Now he was comparing knives and teddybears. How crazy could he get?
"Please?" he seemed so… abject and pitiful. It was hard to believe this was the man who had nearly drowned her. He really didn't seem like a 'man' at all. Teatime pursed his lips in agitation. "If you don't give me the knife I'll come in and take it."
"That'd make you a thief."
"No, you stole my knife. I'm just coming to get it back."
"No," she corrected confidently. "You left your knife and I picked it up. That is not thievery."
"Why did you take it?" he asked curiously, eyes boring down and to the left thoughtfully.
"You'd just tried to kill me and I had no way of knowing that you wouldn't again. Why do you think I did?"
The Assassin shrugged again, this time managing to keep a good hold on the windowsill.
"I don't know. I just want my knife back."
Susan raised a brow.
"And you say you'll come back and kill me later?"
He brightened and nodded emphatically.
"I'm taking a rain-check," he confirmed.
She narrowed her eyes suspiciously as she thought. She really didn't want to give it back, if only to agitate him, but when it all came down to it, at the very least she wouldn't have to keep checking to see if the darn thing was still there or not. Not to mention, he sounded quite serious about coming and getting it and she had a hunch that that would be a bad thing.
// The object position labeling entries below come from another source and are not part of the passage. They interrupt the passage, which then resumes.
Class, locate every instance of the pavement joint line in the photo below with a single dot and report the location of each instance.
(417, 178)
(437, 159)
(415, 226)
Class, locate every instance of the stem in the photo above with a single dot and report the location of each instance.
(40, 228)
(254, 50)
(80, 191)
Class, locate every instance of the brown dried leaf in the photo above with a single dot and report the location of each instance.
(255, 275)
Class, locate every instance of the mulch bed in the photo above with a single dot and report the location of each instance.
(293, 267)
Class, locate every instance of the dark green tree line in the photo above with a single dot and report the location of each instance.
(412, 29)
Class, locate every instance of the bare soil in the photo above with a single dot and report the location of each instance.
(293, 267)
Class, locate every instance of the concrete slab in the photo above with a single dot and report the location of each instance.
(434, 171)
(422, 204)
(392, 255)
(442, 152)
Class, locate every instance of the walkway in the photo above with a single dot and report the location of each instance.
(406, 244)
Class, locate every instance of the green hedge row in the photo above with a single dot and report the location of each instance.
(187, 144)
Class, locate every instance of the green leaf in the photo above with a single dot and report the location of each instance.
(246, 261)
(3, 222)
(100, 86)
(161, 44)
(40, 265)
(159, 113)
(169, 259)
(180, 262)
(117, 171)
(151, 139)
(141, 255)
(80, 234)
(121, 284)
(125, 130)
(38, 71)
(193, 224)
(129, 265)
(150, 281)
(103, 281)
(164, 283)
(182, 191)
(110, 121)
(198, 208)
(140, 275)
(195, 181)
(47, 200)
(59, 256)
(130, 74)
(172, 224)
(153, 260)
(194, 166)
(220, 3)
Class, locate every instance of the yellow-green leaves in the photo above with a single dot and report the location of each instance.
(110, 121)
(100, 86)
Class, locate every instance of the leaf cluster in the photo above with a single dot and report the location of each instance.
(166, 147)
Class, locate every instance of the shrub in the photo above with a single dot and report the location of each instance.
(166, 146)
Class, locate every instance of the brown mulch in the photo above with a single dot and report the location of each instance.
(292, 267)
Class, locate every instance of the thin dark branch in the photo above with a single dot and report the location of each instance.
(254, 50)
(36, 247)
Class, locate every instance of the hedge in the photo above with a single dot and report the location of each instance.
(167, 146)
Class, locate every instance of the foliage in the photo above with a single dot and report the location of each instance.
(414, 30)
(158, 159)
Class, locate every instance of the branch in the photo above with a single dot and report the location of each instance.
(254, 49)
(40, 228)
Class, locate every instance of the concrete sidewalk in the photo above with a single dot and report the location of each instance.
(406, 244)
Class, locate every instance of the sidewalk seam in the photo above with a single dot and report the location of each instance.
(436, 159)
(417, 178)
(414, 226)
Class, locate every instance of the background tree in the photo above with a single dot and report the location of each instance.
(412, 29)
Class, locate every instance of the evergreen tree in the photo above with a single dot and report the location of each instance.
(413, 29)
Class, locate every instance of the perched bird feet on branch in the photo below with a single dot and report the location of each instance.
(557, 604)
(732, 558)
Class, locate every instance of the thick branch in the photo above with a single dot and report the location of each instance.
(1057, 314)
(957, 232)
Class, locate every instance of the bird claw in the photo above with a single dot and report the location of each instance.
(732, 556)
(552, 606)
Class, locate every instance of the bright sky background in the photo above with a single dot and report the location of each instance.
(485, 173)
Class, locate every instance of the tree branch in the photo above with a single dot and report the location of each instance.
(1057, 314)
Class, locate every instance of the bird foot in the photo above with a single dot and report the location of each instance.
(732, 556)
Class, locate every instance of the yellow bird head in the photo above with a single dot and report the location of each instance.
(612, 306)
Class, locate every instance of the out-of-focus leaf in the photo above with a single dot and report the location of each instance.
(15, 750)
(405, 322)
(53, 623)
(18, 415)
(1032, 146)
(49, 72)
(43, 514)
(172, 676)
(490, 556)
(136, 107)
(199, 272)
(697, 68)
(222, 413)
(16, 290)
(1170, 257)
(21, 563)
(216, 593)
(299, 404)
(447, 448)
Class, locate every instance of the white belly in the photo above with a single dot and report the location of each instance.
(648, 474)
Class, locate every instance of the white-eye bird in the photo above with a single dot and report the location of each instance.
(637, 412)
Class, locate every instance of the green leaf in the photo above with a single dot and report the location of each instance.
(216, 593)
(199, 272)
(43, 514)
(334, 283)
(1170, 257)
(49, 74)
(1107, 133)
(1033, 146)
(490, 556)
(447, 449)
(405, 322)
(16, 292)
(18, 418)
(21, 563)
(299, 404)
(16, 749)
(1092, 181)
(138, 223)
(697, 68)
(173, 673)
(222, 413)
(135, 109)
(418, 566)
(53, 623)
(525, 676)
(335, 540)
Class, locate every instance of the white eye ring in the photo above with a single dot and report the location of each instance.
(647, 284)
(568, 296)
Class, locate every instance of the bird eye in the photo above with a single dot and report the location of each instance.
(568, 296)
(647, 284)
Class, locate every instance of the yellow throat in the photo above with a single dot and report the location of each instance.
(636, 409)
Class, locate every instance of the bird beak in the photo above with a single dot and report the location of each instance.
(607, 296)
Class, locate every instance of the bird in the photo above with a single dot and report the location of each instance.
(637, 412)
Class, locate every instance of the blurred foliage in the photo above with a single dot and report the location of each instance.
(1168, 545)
"Oh, fine," she sighed. "Wait here."
Susan went out of her bedroom, into the living area, grabbed a poker (there was no way she'd give him the dagger if she didn't have a weapon of her own), came back, and slowly approached the window. She held it out to him blade first with her left hand, holding the poker with her right. She was ready to lift it up and knock him over the edge at any second if she had to.
Teatime grasped the flat of the blade with his thumb and pointer finger and flipped the small knife from her fingers. He caught the hilt easily, the moonlight glinting from its silvery surface and hitting his black glass eye eerily. Susan took a couple steps back to be on the safe side as he swung his legs up over the sill, still staring at his small dagger. He gazed at it for a few more seconds before grinning up at her.
"Thank you," he said simply.
Susan dipped her head apprehensively.
"Now, if you could go…?"
"Oh, Susan, but I just arrived," he replied as he stood to his feet.
"This isn't a social call. It's after midnight, for goodness sake, Teatime!"
He visibly flinched.
"Teh-ah-tim-eh. We've been over this before."
Each syllable had the strength of a crack of thunder. Susan smirked.
"Have we, now? Well, Teatime, unless you want to go over it again GET OUT!"
He was standing in front of her before she could blink, him glaring at her with his tiny knife a few inches from her cheek and his face not much farther. She didn't flinch, though.
"Teatime," she repeated.
He continued to glare at her for a few more seconds, but then his gaze softened dangerously. Yes, dangerously.
"Rain-check," he said softly, brushing the flat of the blade against her throat. "But I'll be back."
Again he was a black blur, like the first time she saw him, and he was out the window in a flash. Somehow, though, Susan had a hunch that she'd won this round, and fell asleep grinning.